The Federal Energy Regulatory Commission wants power companies such as Duke Energy to cut the amount of time between workers suspecting a problem with a dam and the evacuation of anyone who might be at risk, a job carried out by local emergency responders.
An analysis completed this past year indicates “we’re in pretty good shape” on detecting dam-integrity issues, said Brad Keaton, chief dam safety engineer for Charlotte-based Duke Energy, during an annual meeting of regional emergency response workers and Duke employees. Sixty-five attended last week’s meeting, held at Western Carolina University.
Verification of a problem is where Duke can shave some additional time off, Keaton said.
An on-call technician will be dispatched, as always, to evaluate the situation firsthand. Duke is adding technology — in this case, on-site cameras — so that a dam failure can be declared more quickly.
Anyone working on the dams for the company is empowered to make the call without going through the chain of command, no matter how low on the corporate ladder their job might be, the engineer said. This is not the case with most agencies, including Fontana Dam in Swain and Graham counties, a federal Tennessee Valley Authority project.
“In the very unlikely event of a dam failure our responsibility in hydro (as in hydroelectric dams) is for the safety of downstream residents,” said Carol S. Goolsby, vice president of Duke’s hydro and renewables generation. “We were questioned (by federal authorities) about whether this responsibility is really and truly at the lowest level of workers in the company … they are well-trained, they’re very experienced, they live here, and they know the structures.”

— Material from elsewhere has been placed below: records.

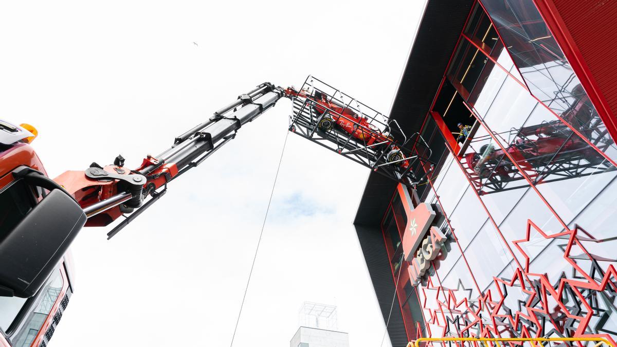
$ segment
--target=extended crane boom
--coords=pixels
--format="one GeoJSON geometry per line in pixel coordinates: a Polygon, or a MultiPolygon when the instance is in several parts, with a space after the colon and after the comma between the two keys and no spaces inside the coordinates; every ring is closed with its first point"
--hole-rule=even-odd
{"type": "Polygon", "coordinates": [[[6,264],[0,267],[0,296],[34,295],[82,227],[124,217],[107,234],[111,238],[160,199],[167,183],[281,98],[292,101],[288,129],[298,135],[412,187],[432,170],[430,148],[420,134],[407,136],[395,120],[310,76],[299,90],[257,86],[135,169],[118,156],[113,165],[93,162],[51,180],[30,146],[36,129],[0,122],[0,203],[10,217],[0,218],[0,264],[6,264]]]}
{"type": "Polygon", "coordinates": [[[83,208],[88,217],[86,226],[107,225],[132,212],[107,234],[111,238],[159,199],[168,182],[199,165],[233,139],[241,127],[274,106],[284,96],[281,88],[262,83],[177,136],[173,144],[161,154],[148,155],[136,170],[124,167],[124,158],[118,156],[112,165],[104,167],[93,163],[85,175],[83,171],[67,171],[54,180],[83,208]],[[152,198],[143,204],[148,195],[152,198]]]}

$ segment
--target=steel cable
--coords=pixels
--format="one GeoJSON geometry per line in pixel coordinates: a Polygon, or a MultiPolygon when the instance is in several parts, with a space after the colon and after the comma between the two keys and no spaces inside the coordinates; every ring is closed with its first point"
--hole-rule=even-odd
{"type": "Polygon", "coordinates": [[[272,196],[274,195],[274,190],[276,186],[276,180],[278,178],[278,172],[281,170],[281,163],[283,162],[283,155],[285,153],[285,147],[287,145],[287,138],[289,135],[289,132],[286,132],[285,141],[283,143],[283,149],[281,151],[281,157],[278,161],[278,167],[276,168],[276,174],[274,177],[274,183],[272,184],[272,190],[270,191],[270,199],[268,201],[268,207],[266,209],[266,214],[263,217],[263,223],[262,224],[262,230],[259,233],[259,240],[257,240],[257,246],[255,249],[255,255],[253,256],[253,262],[251,265],[251,271],[249,272],[249,278],[246,281],[246,288],[244,288],[244,295],[242,297],[242,303],[240,304],[240,310],[238,312],[238,319],[236,320],[236,327],[233,329],[233,335],[231,335],[231,343],[230,347],[233,346],[234,339],[236,338],[236,332],[238,330],[238,325],[240,322],[240,316],[242,314],[242,309],[244,306],[244,300],[246,299],[246,293],[249,290],[249,284],[251,283],[251,277],[253,274],[253,269],[255,267],[255,261],[257,259],[257,253],[259,251],[259,245],[262,243],[262,236],[263,235],[263,228],[266,225],[266,220],[268,219],[268,214],[270,212],[270,204],[272,203],[272,196]]]}

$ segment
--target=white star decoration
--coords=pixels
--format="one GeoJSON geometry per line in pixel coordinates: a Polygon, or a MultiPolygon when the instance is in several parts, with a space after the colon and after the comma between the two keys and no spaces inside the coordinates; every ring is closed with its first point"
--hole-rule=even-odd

These workers, Goolsby added, recognize any changes occurring to a dam because “they know what they are used to seeing.”
Keaton said Duke Energy recognizes there is a certain risk involved in empowering its employees — an unnecessary evacuation is unlikely to be easily overlooked in a community — but “this is a risk we are willing to take.”
Additionally, Keaton told those at the meeting that a siren will be added to at least one Western North Carolina dam: the dam on Nantahala Lake at the confluence of Queens Creek and the Nantahala River in northwestern Macon County. A cluster of houses lies directly below the remote location, and a siren would warn the residents there more quickly if there were any danger.
Duke Energy has 12 dams in the Nantahala Area, the 1,729-square-mile part of Western North Carolina once served by Nantahala Power and Light. Nantahala Power and Light never experienced a dam failure; Duke Energy also has not had a dam failure since its beginnings in 1904 as a hydroelectric generating company, according to Fred Alexander, district manager for Duke.
The company and area emergency managers meet every year, he said, to ensure coordination and to know one another personally.